The
Bass and cello registry

Kay and Volkswagen: Products for the People

I’m an old-car guy and have kept and worked on various Volkswagen products over the years. Something occurred to me one day that I think could be illuminating in looking at these instruments. In terms of their customer targets and approach to serving them, Kay was a lot like Volkswagen in its air-cooled days.
It turns out I’m not the first to see with this analogy, but I hope you’ll indulge me for a minute

In the economically bleak days of Europe after the war, few could afford food, let alone a car, and the auto industry had to find a way to rebuild from the rubble up. The answer was American-style mass-production technology and the small, cheap, underpowered cars of the late ’40s and ’50s, VW a leader among them. When the Beetle began to appear on US streets in the late ’50s, many made a joke of them. But for certain up-and-coming populations, including younger urbanites who didn’t need to do much driving and suburban families newly needing a second car for daily errands, it was affordable, cute, easy to park and, well, enough.

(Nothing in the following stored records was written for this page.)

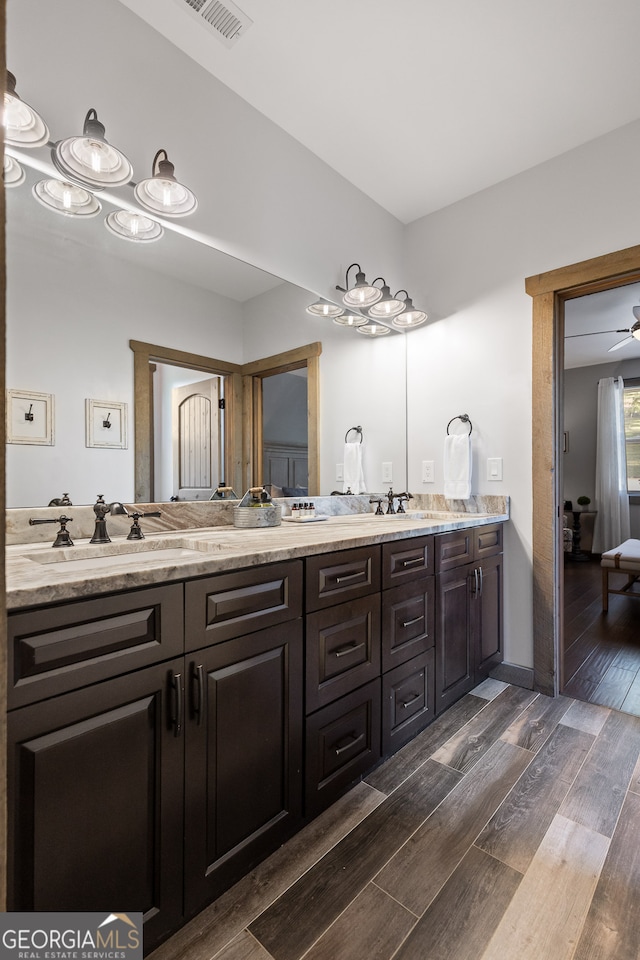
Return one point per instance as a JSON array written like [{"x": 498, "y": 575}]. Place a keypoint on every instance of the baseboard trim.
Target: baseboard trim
[{"x": 512, "y": 673}]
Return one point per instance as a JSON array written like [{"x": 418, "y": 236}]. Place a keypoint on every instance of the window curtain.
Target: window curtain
[{"x": 612, "y": 500}]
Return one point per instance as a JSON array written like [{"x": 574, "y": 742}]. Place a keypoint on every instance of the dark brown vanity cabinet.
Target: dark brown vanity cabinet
[
  {"x": 408, "y": 681},
  {"x": 469, "y": 627},
  {"x": 342, "y": 740}
]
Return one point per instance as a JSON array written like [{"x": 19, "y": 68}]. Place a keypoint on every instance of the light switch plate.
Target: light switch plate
[
  {"x": 428, "y": 471},
  {"x": 494, "y": 468}
]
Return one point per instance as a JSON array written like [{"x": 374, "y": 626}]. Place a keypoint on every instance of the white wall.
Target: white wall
[{"x": 475, "y": 357}]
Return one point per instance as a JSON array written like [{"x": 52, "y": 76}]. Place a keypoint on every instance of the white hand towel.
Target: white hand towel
[
  {"x": 353, "y": 473},
  {"x": 457, "y": 466}
]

Kay’s business began with parlor guitars and such as radio was catching on, disposable incomes were rising across the board, and playing popular music at home expanded into less affluent homes. The urge to play continued as the Depression eliminated that ready cash, but few could afford a handmade bass or cello for Junior to learn on. Furniture makers were making strides with plywood and, along with several others, Henry Kuhrmeyer’s company saw the opportunity to offer cheap, durable instruments for students. Bass and cello production began in 1937, just as the first what would become the Beetle was shaping up in the Porsche factory.

After the war, school music programs swelled with Boomer kids from a vastly expanding middle class, and Kay production took off. Like the Beetle, a Kay bass or cello was enough to get a good start on, and it served well for devotees of popular music. You could strap a Kay bass on top of the car, drive 200 miles and count on playing the show with it, no problem, squashed bugs and all. The little country church could afford it for revivals, and it didn’t mind mountain weather or harsh treatment. Like the People’s Car, Kay became the People’s Bass.

When production of the air-cooled Beetle ended in 2003, VW worldwide had produced over 21.5 million of them, the largest number of cars built on the same platform ever before and likely ever, period.

Between 1937 and ’69 we think Kay made up to around 60,000 basses and cellos. Stacked against the production of other luthieries, that’s an impressive number, far more than any contemporary company worldwide. Englehardt-Link picked up the torch and continued building for another 50 years, serving the same kinds of customers.

Like the VW, you can soup up a Kay bass and get more out of it, but no one will seriously call it a high-performance product. It wasn’t meant to be, and shouldn’t be judged on those terms. But in terms of sales, longevity and customer loyalty, it is clearly at least among the most successful designs ever. That’s something to applaud, I think.